Smokers with heart disease gain 5 healthy years of life by quitting

SOPHIA ANTIPOLIS, France — It’s no secret that choosing not to smoke is healthier than picking up a cigarette nowadays. However, new research has actually quantified how many more “good years” smokers with heart disease can expect to gain if they quit. Researchers say kicking the habit adds the exact same amount of heart disease-free years to one’s life as three preventive medications combined.

“The benefits of smoking cessation are even greater than we realized,” says study author Dr. Tinka Van Trier of Amsterdam University Medical Centre in a media release. “Our study shows that kicking the habit appears to be as effective as taking three medications for preventing heart attacks and strokes in those with a prior heart attack or procedure to open blocked arteries. Patients could gain nearly five years of healthy life.”

Smoking increases the risk of a second heart attack

“This analysis focused on smokers who had experienced a heart attack and/or undergone stent implantation or bypass surgery,” she adds. “This group is at particularly high risk of having another heart attack or a stroke and stopping smoking is potentially the most effective preventive action.”

Study authors analyzed data on 989 adults (45+) who still reported smoking at least six months after a heart attack or undergoing a stent implantation or bypass surgery for this project.
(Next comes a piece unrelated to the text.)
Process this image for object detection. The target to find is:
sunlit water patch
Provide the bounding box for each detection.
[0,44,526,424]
The average participant age was 60, and 23 percent were women. Generally, the patients received strong healthcare including standard preventive medications such as antiplatelets, statins, and blood pressure-lowering drugs. On average, a patient’s heart attack or other cardiac events had taken place about a year prior.

Researchers used the SMART-REACH model to estimate the group’s gained “healthy years.” If a patient had quit smoking, a healthy year was any 12-month period without a heart attack or stroke. They also calculated healthy year gains for participants who kept smoking but started taking three extra drugs to prevent cardiovascular disease. Medications used over the course of the experiment include bempedoic acid and PCSK9 inhibitors, known to lower LDL (“bad”) cholesterol, and colchicine, an anti-inflammatory therapy.

5 extra years of health

All in all, the research team found that the estimated benefit of quitting smoking was just about comparable to using all three of the pharmaceutical options. Complete and total smoking cessation resulted in a gain of 4.81 event-free years. Meanwhile, the three medications in unison produced a gain of 4.83 event-free years.
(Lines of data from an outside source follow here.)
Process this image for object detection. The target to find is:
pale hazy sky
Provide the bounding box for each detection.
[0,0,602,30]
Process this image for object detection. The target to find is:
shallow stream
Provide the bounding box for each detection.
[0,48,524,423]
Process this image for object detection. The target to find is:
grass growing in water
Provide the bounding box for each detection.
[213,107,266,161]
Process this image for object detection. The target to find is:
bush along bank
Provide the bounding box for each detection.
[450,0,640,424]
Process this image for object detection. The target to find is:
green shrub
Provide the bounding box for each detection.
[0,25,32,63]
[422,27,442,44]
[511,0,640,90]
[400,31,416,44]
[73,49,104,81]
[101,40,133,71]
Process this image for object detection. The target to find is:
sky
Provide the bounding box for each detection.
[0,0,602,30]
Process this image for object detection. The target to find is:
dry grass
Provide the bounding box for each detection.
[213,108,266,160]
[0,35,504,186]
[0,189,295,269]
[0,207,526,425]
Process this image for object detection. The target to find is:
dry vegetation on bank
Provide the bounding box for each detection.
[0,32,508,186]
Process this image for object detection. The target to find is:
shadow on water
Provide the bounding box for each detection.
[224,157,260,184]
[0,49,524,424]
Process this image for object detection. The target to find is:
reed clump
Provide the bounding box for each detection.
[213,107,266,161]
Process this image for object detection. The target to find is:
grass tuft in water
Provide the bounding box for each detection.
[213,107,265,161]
“This indicates that smoking cessation is a very important step towards adding healthy years to one’s lifetime,” Dr. Van Trier explains. “It is important to remember that the analysis did not even account for the other advantages of giving up the habit – for example on respiratory illnesses, cancer and longevity.”

“Smoking cessation remains a cornerstone of preventing heart attacks and strokes and improving overall health at any time, including after a heart attack and at any age,” she continues. “We know that cigarette smoking is responsible for 50% of all avoidable deaths in smokers, of which half are due to cardiovascular disease. Giving up cigarettes after a heart attack is linked with improved survival compared with persistent smoking.”

“If you are considering becoming smoke-free, or would like more information about it, please talk to a health professional. Your motivation is key to successfully quitting, but beating an addiction becomes easier with medical and psychological assistance,” Dr. Van Trier concludes.

The team presented their findings at ESC Preventive Cardiology 2022, a scientific congress of the European Society of Cardiology (ESC).